Molecular characterization of avian-like H1N1 swine influenza a viruses isolated in Eastern China, 2011

Currently, three predominant subtypes of influenza virus are prevalent in pig populations worldwide: H1N1, H3N2, and H1N2. European avian-like H1N1 viruses, which were initially detected in European pig populations in 1979, have been circulating in pigs in eastern China since 2007. In this study, six influenza A viruses were isolated from 60 swine lung samples collected from January to April 2011 in eastern China. Based on whole genome sequencing, molecular characteristics of two isolates were determined. Phylogenetic analysis showed the eight genes of the two isolates were closely related to those of the avian-like H1N1 viruses circulating in pig populations, especially similar to those found in China. Four potential glycosylation sites were observed at positions 13, 26, 198, 277 in the HA1 proteins of the two isolates.

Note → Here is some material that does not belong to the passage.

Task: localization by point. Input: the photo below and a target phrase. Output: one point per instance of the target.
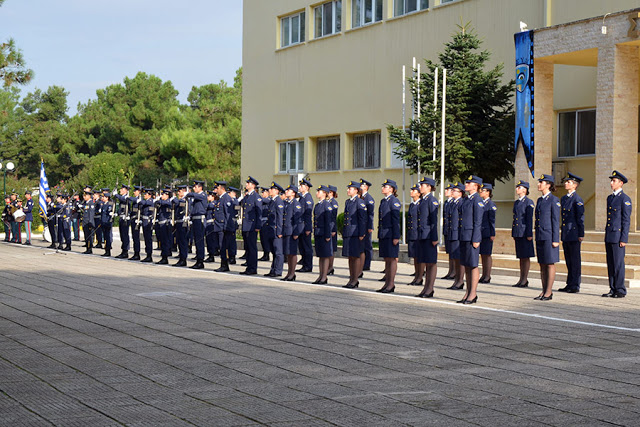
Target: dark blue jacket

Due to the presence of a stop codon at codon 12, the isolates contained truncated PB1-F2 proteins. In this study, the isolates contained 591Q, 627E and 701N in the polymerase subunit PB2, which had been shown to be determinants of virulence and host adaptation. The isolates also had a D rather than E at position 92 of the NS1, a marker of mammalian adaptation. Both isolates contained the GPKV motif at the PDZ ligand domain of the 3′ end of the NS1, a characteristic marker of the European avian-like swine viruses since about 1999, which is distinct from those of avian, human and classical swine viruses. The M2 proteins of the isolates have the mutation (S31N), a characteristic marker of the European avian-like swine viruses since about 1987, which may confer resistance to amantadine and rimantadine antivirals. Our findings further emphasize the importance of surveillance on the genetic diversity of influenza A viruses in pigs, and raise more concerns about the occurrence of cross-species transmission events.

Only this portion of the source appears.